Doctors can use basic information, like body weight and waist size, to identify individuals at high risk of developing diabetes within 10 years, and adding some lab test values identifies those at very high risk.
U.S. researchers report the development of the two risk scoring systems in the latest issue of Annals of Internal Medicine.
Use of these two scoring systems "would help to bring adults at greatest need into appropriate modes of preventive care," Dr. Henry S. Kahn and colleagues from the Centers for Disease Control and Prevention, Atlanta, Georgia, write.
"Perhaps the most appealing feature of our two scoring systems," they note, "is their ease of use in a clinical or public health setting." An individual's risk score can be calculated "using only a pencil and paper."
The scoring systems were derived and validated using nearly 15 years of long-term data from 12,729 adults who were between 45 and 64 years old when they entered a research study. Nearly 19 percent of them developed diabetes at some point during follow-up.
The basic scoring system includes increased body weight and waist circumference, age 55 or older, black race, short stature, high blood pressure, rapid pulse, smoking history, and family history of diabetes.
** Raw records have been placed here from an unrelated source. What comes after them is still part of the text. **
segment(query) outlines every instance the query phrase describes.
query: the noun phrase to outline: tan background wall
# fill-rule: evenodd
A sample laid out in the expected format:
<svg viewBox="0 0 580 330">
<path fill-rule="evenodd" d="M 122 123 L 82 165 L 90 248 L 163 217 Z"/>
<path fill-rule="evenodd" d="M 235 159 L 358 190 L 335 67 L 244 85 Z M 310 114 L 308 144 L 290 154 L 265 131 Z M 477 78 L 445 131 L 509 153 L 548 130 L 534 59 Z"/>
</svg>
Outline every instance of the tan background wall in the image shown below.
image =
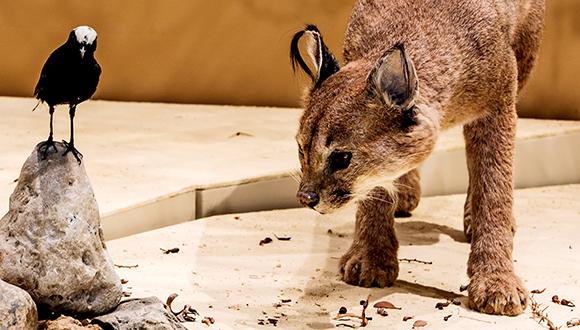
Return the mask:
<svg viewBox="0 0 580 330">
<path fill-rule="evenodd" d="M 579 0 L 547 0 L 540 60 L 519 112 L 529 117 L 580 119 Z"/>
<path fill-rule="evenodd" d="M 99 33 L 96 98 L 296 106 L 288 43 L 319 25 L 340 57 L 353 0 L 4 1 L 0 95 L 29 96 L 71 28 Z M 520 114 L 580 119 L 580 2 L 548 0 L 542 59 Z"/>
</svg>

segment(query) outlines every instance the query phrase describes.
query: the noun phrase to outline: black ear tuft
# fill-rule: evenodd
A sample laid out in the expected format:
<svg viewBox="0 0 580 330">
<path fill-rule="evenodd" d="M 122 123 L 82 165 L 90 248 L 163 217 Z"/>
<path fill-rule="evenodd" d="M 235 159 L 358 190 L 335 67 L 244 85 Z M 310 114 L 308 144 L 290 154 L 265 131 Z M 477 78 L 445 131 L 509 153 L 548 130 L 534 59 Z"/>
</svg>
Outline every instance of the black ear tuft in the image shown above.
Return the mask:
<svg viewBox="0 0 580 330">
<path fill-rule="evenodd" d="M 403 44 L 396 44 L 378 60 L 369 75 L 368 85 L 389 107 L 411 107 L 418 90 L 413 62 Z"/>
<path fill-rule="evenodd" d="M 304 59 L 300 54 L 300 49 L 298 48 L 298 42 L 305 32 L 306 30 L 298 31 L 296 34 L 294 34 L 294 37 L 292 37 L 292 41 L 290 42 L 290 62 L 292 63 L 292 70 L 294 72 L 296 72 L 296 66 L 299 65 L 304 73 L 306 73 L 312 80 L 315 81 L 316 77 L 314 77 L 314 74 L 308 65 L 306 65 L 306 62 L 304 62 Z"/>
<path fill-rule="evenodd" d="M 310 37 L 308 53 L 315 72 L 308 67 L 302 54 L 300 54 L 298 43 L 304 35 Z M 320 31 L 312 24 L 307 25 L 304 30 L 298 31 L 294 37 L 292 37 L 292 41 L 290 42 L 290 60 L 292 62 L 292 69 L 296 71 L 296 66 L 300 66 L 300 68 L 312 79 L 315 87 L 340 70 L 340 66 L 334 55 L 332 55 L 328 47 L 324 44 Z"/>
</svg>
The enhanced scoring system includes these same variables plus high blood sugar and abnormal results on other analytes commonly assessed in a fasting blood sample such as cholesterol levels and uric acid levels.
According to the investigators, ascending "quintiles" of the basic system were associated with a 10-year incidence of diabetes of 5.3 percent, 8.7 percent, 15.5 percent, 24.5 percent and 33.0 percent, respectively.
Ascending quintiles of the enhanced system were associated with a 10-year incidence of 3.5 percent, 6.4 percent, 11.5 percent, 19.3 percent, and 46.1 percent, respectively.
In a commentary published with the study, Dr. William H. Herman of the University of Michigan, Ann Arbor, notes that the proposed scoring systems "clearly advance the cause of identifying persons at risk for diabetes who are likely to benefit from focused clinical interventions."